Im Herbst 1950 wurde ich in Hagen (Westf.) geboren. Ich bin dort schon sehr früh im dortigen Karl-Ernst-Osthaus-Museum der abstrakten und informellen Malerei begegnet. Es folgten Schule, Abi, Tischlereipraktikum und ein Abgeschlossenes Studium der Freien Grafik an der Hochschule für Bildende Künste, Kassel.

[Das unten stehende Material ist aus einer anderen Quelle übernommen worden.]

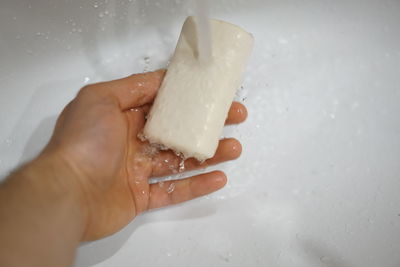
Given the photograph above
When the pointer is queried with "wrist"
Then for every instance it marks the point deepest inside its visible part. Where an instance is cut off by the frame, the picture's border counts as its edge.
(55, 185)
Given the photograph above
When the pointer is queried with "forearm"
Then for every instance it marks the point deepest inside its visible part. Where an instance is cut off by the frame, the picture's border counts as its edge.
(41, 221)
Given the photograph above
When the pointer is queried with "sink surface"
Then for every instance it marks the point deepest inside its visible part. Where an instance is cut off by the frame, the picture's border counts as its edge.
(318, 182)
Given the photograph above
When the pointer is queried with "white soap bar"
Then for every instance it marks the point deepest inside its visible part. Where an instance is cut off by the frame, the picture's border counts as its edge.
(193, 101)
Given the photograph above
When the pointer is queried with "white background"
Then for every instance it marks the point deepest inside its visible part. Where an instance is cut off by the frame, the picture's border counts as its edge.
(318, 183)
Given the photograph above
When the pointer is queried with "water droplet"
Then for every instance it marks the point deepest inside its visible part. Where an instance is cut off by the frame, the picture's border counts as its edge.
(182, 165)
(324, 259)
(8, 142)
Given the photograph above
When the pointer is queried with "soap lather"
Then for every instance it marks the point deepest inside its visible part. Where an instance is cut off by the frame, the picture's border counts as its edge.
(192, 104)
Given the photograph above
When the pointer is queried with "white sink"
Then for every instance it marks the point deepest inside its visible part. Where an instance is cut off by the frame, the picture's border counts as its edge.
(318, 183)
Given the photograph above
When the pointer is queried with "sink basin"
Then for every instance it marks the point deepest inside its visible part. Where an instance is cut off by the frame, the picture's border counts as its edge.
(318, 182)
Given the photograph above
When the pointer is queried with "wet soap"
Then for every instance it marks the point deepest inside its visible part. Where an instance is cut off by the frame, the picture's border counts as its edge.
(193, 101)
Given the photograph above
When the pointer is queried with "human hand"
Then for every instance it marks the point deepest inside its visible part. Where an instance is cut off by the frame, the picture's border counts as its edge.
(96, 137)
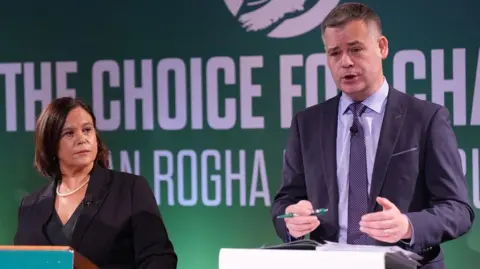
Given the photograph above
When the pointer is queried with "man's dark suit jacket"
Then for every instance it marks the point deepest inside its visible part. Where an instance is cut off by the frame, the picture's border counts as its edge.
(119, 227)
(417, 167)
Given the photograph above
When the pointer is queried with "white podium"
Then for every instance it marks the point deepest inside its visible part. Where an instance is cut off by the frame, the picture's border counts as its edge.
(230, 258)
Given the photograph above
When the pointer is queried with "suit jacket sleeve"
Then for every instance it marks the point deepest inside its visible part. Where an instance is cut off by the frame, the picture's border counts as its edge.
(16, 239)
(292, 188)
(450, 214)
(153, 248)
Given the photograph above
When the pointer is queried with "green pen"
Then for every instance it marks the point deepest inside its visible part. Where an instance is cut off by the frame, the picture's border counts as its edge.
(316, 212)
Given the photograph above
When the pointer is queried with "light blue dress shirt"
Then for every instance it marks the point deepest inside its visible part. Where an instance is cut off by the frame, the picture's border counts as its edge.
(372, 124)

Mein ursprüngliches Metier sind filigrane Zeichnungen. Auch die Fotografie begleitet mich seit der Jugend. Seit 1984 entstehen großformatige Ölmalereien. Seit etwa 1996 entsprechen sie dem - in der Nachkriegszeit entwickelten ? Informel. Das heißt, sie beziehen sich nicht auf formale , symbolische oder gegenständliche Inhalte. Das Thema der informellen Malerei ist immer der Prozeß des Malens selber ? der innere Dialog mit der Fläche, den flüssigen oder festeren Farbkörpern, die auf verschiedene Arten aufgetragen werden können.

Die Ölmalerei bildet den Schwerpunkt meines Schaffens, die Fotografie, die mich seit der Jugend beschäftigt, ist der persönlichere Teil. Sie dient mir als eine Art Medium, etwas Flüchtiges zu erhaschen: Aspekte der Wirklichkeit, die sich sonst nicht erschließen, Spuren der Zeit und der Beziehungen, die wir zu den Dingen haben.